“That sounds good.”
The instant he was out the door, Alix ran up the stairs to her bedroom. Her suitcases had arrived but she hadn’t unpacked them. And the bags of clothes Izzy had bought for her were on the floor. But it would be too much to change clothes. Too obvious, too eager.
She ran to the bathroom to put on a little mascara and a blot of lipstick. Why was her face so shiny?! She used the pretty compact her mother had given her and toned down her skin.
She got back to the kitchen just as he opened the door. Their eyes met, but Alix turned away, her heart seeming
to flutter. Too soon, she told herself. Too soon after Eric, too soon after meeting this illustrious man, too soon for everything.
He had a paper bag full of exactly what she needed to make hush puppies the way her father had taught her. It was interesting that he had the ingredients in his kitchen. Self-rising cornmeal and self-rising flour weren’t usually to be found in a bachelor’s kitchen.
Without thinking what she was doing, she reached up and pulled a big porcelain bowl out of the cabinet, then took a wooden spoon from a drawer.
“For someone who doesn’t remember when she was four, you do seem to know where things are.”
“I do,” she said. “Izzy said it was creepy so I’ve kept quiet.”
“I’m not easily creeped out,” he said as he handed her an egg.
“Are you sure? What about horror movies? Or ghost stories?”
“Horror movies, especially ones with chain saws, turn me into a whimpering jellyfish, but ghost stories make me laugh.”
Alix was pouring oil into a deep saucepan. “Laugh? Don’t you believe in ghosts?”

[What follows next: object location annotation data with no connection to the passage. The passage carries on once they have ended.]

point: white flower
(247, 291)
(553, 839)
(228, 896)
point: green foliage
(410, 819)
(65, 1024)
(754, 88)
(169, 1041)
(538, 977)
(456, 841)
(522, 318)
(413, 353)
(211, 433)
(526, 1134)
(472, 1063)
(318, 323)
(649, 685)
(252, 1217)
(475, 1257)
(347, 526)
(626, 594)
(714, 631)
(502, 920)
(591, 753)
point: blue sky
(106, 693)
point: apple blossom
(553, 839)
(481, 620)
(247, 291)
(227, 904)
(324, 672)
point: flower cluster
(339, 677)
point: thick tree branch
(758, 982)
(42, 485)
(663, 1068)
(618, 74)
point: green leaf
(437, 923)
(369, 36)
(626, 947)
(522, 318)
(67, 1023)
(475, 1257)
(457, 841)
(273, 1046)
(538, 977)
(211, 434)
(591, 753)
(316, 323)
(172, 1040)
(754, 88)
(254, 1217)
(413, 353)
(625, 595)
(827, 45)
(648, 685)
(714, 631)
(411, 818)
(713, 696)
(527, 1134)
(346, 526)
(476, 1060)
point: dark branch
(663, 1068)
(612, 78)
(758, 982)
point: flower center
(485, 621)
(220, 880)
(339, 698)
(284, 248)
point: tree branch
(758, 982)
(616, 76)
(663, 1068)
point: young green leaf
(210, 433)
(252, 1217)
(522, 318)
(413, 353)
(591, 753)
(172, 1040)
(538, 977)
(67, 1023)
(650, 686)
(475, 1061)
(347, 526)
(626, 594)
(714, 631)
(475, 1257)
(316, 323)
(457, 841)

“I believe in real ones, not the chain-rattling kind. So tell me what you do remember. Places? Things? People?” He was watching her intently as she mixed the batter.
“Some of all of it, I guess. I remember this kitchen well. I think I used to sit—” She put the bowl down and went to the table with its built-in seat. Beneath it was a drawer and she opened it. Inside was a thick tablet of drawing paper and an old cigar box that she knew was full of crayons. He peered over her shoulder as she lifted the cover of the pad.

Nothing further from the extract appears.